Анна не поднимала глаза.
- Что, Анна? - взволновался Бод.
И вдруг эта красавица, рассмеявшись лукаво, ответила:
- Мне так хорошо! Как во сне! А вдруг открою глаза, и проснусь? - и тут же, влажно блеснув из-под ресниц, взглянула на чародея в упор.
Теперь Бод прикрыл свои глаза: "О, женщина! Как же ты умна!" Он увлёк её за собой под грушу; показал, как можно, прислонясь спиной, погрузиться в такое большое дерево, как в воду, и даже полностью войти в него. Анна тихо смеялась. И пыталась угадать: где, в каком месте покажется - выйдет чародей из шершавой столетней коры. Потом Бод повернул её спиной к стволу груши, осторожно тронул за плечи (он ясно чувствовал, что Анна боится крепких объятий) и, напрягшись в волевом усилии, увлёк её с собой внутрь ствола.
Новая тишина приняла и поглотила двоих.
И там, внутри дерева, Анне показалось, что она пересекла невидимую межу, и теперь не принадлежит больше этому миру.
Свобода! Как будто тяжкий груз упал с её души!

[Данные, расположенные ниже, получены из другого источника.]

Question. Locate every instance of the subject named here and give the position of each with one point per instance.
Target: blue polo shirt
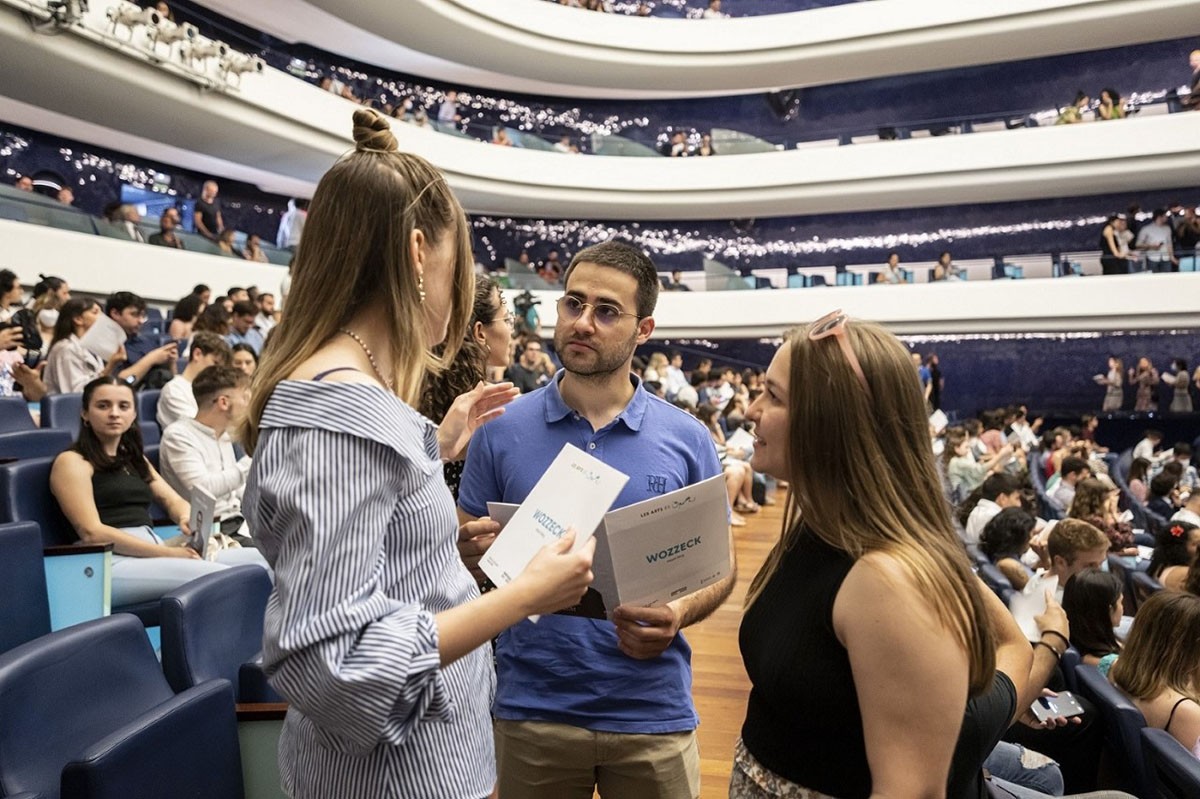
(564, 668)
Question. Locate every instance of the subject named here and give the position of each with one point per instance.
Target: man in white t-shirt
(177, 400)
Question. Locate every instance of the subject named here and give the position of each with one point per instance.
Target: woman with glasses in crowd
(376, 631)
(865, 631)
(486, 346)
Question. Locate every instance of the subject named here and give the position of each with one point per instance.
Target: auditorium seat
(1122, 728)
(25, 497)
(63, 410)
(15, 416)
(89, 715)
(1174, 770)
(213, 629)
(35, 443)
(24, 583)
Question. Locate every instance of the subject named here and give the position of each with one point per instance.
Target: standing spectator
(197, 450)
(178, 400)
(241, 326)
(207, 217)
(1157, 239)
(1145, 377)
(292, 224)
(448, 112)
(253, 250)
(1115, 256)
(267, 316)
(1110, 104)
(168, 223)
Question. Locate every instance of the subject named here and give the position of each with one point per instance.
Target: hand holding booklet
(654, 551)
(574, 492)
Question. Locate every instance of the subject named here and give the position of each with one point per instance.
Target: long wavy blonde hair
(355, 253)
(863, 478)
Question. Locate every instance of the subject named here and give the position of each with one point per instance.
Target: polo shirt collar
(631, 415)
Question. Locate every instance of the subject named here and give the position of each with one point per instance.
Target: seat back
(28, 607)
(15, 415)
(1122, 727)
(67, 690)
(1174, 769)
(213, 625)
(63, 410)
(25, 497)
(35, 443)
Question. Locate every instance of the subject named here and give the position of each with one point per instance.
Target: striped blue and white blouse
(347, 503)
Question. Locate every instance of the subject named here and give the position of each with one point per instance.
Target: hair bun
(372, 132)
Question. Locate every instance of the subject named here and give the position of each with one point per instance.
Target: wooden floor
(719, 682)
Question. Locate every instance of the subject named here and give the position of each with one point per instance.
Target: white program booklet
(654, 551)
(574, 492)
(103, 338)
(201, 520)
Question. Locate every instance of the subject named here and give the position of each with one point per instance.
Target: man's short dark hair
(1163, 484)
(999, 485)
(121, 300)
(215, 379)
(624, 258)
(1071, 464)
(210, 343)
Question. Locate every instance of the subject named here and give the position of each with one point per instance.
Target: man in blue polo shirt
(588, 703)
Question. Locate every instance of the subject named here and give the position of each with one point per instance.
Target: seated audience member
(183, 319)
(267, 316)
(178, 401)
(1073, 472)
(241, 326)
(1005, 539)
(1189, 512)
(1159, 666)
(1139, 479)
(1095, 605)
(1175, 550)
(105, 486)
(1096, 503)
(245, 359)
(70, 366)
(168, 223)
(145, 364)
(528, 372)
(1145, 449)
(253, 250)
(961, 469)
(198, 450)
(1162, 491)
(997, 492)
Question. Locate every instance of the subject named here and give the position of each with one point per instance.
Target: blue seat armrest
(175, 743)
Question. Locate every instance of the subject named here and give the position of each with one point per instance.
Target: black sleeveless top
(123, 498)
(803, 721)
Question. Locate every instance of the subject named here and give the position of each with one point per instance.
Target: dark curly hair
(469, 366)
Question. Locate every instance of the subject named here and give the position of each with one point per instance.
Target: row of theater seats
(89, 713)
(1150, 762)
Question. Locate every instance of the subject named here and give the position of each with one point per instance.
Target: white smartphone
(1049, 707)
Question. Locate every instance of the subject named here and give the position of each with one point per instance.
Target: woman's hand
(557, 577)
(468, 413)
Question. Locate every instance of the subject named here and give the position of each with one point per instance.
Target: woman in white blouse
(70, 366)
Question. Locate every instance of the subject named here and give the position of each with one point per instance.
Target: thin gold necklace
(370, 355)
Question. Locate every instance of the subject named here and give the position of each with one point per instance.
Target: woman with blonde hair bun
(376, 631)
(864, 632)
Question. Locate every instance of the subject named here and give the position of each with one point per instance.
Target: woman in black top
(865, 632)
(105, 485)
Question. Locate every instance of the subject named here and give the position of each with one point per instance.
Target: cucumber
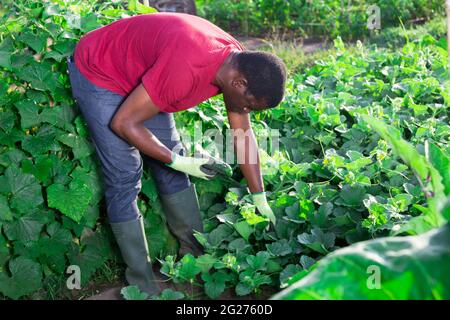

Ушли все тени мучивших её сомнений, тревог, переживаний, болей и горестных воспоминаний. Она словно выросла, стала высокой - выше всего в округе, могла дотянуться до звёзд - лёгкая, вольная! Ей стало хорошо, необыкновенно хорошо, и она тут же призналась в этом Боду, - и улыбалась, сверкая белыми зубами. И легко-легко целовала его под усы - в уголки губ, в губы, опять в уголки...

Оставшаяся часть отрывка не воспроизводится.